One issue is when you use a too-narrow interval. That is solved by using wider intervals.
But if you know the edges are implausible, don’t you want to build that into your model rather than saying they’re just as likely as more plausible values? On the other hand, it might not make much difference in practice if you have a lot of data.
An even simpler option would be improper flat priors. Computationally, flat priors have the advantage of not requiring a scaled and shifted inverse logit transform and associated change of variables adjustment.
I feel your pain here. I’m curious how your audience handles the rest of the model if they aren’t familiar with parametric distributions. Or are they choking on the prior because they’re frequentists who don’t use shrinkage who are afraid of putting their thumb on the scale?
Anyway, the bottom line is that we built Stan so that users could fit the models they wanted, so I’m glad you can do that.
On the other hand, it might not make much difference in practice if you have a lot of data.
This is indeed the happy view from where I sit in the Big Data Institute. I agree that when data is scarce, priors should be more carefully chosen to reflect actual beliefs. When data is rich, we have the luxury of choosing the prior that most accessibly or persuasively makes our point. (I think a related point is choosing symmetrical-about-the-null priors for effects even when our actual prior is shifted asymmetrically from the null, provided the data are informative, because this is more persuasive to an audience whose prior is more strongly towards the null. e.g. we may believe a priori that our favourite treatment is helpful not harmful, but some others don’t, and if we use their prior rather than our own, the resulting posterior is more persuasive.)
Thanks, I didn’t appreciate that there was any computational hit from interval priors instead of improper flat priors.
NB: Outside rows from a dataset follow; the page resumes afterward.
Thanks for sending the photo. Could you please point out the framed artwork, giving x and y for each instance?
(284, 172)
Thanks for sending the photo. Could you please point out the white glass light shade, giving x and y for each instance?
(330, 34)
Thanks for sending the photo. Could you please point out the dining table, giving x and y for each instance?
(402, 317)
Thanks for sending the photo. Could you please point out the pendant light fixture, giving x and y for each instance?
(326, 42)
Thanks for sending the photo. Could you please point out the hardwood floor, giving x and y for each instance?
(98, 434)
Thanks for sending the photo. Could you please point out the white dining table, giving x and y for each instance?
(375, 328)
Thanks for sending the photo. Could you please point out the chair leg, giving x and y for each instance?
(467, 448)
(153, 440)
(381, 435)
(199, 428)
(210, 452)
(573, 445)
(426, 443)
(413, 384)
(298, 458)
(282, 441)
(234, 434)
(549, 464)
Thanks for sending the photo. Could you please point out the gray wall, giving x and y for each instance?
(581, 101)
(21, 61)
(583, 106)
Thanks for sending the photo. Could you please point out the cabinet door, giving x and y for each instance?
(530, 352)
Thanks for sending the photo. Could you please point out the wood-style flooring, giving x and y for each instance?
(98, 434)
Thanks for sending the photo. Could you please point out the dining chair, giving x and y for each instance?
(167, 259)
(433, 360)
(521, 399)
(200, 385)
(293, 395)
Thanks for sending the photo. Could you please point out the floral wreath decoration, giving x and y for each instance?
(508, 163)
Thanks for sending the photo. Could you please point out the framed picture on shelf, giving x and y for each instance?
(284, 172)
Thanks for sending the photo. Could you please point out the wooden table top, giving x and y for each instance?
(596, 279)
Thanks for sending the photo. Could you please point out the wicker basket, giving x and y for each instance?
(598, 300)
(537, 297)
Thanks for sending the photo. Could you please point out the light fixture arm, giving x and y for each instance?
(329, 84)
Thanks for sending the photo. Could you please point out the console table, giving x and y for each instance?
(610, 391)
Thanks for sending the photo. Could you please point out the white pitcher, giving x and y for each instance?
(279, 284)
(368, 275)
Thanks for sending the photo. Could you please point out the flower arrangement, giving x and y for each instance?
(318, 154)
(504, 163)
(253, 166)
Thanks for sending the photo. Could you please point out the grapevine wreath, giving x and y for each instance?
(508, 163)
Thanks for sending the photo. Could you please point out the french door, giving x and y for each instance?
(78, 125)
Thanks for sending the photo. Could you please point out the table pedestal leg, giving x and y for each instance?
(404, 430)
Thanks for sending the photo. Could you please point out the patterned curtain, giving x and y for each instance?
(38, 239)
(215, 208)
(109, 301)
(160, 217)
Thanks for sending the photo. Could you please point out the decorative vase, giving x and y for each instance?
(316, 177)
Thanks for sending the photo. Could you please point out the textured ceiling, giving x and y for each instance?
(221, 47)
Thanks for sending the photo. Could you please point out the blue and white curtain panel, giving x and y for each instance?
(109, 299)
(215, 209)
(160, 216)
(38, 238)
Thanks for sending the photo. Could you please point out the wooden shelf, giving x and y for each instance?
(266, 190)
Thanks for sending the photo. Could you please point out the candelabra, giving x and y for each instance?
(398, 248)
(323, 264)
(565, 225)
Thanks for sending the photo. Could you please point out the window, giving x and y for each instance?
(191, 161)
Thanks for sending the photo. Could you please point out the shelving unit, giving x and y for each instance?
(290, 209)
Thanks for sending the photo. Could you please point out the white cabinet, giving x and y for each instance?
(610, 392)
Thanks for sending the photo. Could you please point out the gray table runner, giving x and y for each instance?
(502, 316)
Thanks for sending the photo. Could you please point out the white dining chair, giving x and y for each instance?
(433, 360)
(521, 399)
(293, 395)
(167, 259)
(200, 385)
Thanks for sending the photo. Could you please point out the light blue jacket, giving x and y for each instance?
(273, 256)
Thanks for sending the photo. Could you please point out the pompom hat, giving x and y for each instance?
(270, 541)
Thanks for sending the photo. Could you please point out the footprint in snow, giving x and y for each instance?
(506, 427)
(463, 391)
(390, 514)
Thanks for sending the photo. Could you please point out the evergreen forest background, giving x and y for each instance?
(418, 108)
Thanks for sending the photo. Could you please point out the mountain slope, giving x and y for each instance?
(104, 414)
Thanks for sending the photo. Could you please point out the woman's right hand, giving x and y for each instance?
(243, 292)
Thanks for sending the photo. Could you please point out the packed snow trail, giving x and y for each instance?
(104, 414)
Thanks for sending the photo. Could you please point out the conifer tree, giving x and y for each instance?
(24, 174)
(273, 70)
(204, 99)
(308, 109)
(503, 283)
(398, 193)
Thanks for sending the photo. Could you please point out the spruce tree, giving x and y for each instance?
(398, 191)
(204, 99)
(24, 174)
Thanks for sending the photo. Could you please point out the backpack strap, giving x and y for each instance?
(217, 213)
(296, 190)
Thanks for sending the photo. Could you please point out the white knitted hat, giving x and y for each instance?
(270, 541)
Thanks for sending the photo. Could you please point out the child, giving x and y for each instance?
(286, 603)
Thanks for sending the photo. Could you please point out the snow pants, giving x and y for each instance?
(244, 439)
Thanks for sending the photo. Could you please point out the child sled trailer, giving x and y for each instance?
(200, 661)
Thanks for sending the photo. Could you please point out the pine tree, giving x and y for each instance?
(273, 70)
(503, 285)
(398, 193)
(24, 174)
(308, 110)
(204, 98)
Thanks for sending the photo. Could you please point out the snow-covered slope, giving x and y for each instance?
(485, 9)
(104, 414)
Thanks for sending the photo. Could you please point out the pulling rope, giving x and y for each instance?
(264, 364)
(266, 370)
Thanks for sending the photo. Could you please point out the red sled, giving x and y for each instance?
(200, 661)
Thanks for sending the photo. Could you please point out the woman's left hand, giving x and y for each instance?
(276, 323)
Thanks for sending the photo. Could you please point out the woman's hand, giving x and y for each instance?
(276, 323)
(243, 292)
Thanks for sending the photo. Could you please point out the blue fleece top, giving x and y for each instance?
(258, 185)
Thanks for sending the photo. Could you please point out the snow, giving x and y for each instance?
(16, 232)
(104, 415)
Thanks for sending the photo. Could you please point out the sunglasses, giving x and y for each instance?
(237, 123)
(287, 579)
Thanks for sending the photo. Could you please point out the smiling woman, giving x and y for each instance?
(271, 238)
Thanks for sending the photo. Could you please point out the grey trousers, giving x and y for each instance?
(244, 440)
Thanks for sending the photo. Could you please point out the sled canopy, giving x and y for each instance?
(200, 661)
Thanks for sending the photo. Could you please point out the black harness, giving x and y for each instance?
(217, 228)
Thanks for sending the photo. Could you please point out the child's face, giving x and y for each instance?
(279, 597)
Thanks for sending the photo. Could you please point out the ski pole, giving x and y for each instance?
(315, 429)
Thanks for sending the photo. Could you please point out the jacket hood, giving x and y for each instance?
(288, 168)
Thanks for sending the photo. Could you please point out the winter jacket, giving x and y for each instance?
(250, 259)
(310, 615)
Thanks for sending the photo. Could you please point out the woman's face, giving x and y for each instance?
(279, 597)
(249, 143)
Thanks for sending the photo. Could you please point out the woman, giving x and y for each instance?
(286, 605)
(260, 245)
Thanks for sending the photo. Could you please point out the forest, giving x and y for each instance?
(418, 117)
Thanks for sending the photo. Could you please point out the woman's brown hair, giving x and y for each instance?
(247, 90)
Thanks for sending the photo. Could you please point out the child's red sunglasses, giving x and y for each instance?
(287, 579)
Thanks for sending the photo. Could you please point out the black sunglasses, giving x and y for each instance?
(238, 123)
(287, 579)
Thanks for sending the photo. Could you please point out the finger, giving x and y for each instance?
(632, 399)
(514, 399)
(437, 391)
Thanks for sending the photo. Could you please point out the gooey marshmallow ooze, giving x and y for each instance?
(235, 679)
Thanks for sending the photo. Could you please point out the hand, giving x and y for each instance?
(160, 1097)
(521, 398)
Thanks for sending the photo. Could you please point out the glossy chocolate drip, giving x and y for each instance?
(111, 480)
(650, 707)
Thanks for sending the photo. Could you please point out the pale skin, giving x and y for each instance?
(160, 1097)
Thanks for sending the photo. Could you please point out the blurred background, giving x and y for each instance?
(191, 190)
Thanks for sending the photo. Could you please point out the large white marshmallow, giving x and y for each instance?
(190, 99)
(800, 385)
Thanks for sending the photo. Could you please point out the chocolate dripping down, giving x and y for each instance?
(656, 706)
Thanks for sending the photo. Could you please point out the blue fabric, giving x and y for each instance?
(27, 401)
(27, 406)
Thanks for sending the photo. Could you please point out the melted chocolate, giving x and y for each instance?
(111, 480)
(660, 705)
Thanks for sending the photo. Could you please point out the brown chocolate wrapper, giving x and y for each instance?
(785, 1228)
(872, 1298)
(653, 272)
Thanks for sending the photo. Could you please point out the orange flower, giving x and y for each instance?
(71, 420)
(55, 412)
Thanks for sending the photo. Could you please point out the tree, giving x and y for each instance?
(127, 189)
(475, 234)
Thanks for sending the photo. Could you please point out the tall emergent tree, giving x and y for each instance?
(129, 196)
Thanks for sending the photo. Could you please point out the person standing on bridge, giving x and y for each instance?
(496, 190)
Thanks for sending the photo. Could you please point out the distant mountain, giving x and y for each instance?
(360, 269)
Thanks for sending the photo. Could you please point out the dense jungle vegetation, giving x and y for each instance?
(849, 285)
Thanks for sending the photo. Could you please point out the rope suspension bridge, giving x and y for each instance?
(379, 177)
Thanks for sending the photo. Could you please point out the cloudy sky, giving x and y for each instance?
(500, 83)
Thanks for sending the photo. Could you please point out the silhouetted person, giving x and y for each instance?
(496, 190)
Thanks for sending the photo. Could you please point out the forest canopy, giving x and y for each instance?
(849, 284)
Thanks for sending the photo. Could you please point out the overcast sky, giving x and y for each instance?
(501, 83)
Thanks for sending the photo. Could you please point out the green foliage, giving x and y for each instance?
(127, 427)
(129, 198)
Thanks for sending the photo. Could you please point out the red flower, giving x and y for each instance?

I think this will always be outweighed by my preference for a proper prior.
how your audience handles the rest of the model if they aren’t familiar with parametric distributions
I usually aim to include in my audience people with no training in statistics at all - people with an interest in the research question and our answer, even if they can’t follow the statistical modelling. For me a/the key output of Bayesian inference is a plot like one of the attached two examples. I’m not basing this on experience, but imagining myself in the shoes of someone unfamiliar with Bayesian inference, I think the normal(0, 5) prior example here looks a little more mysterious than the uniform(-10, 10) prior.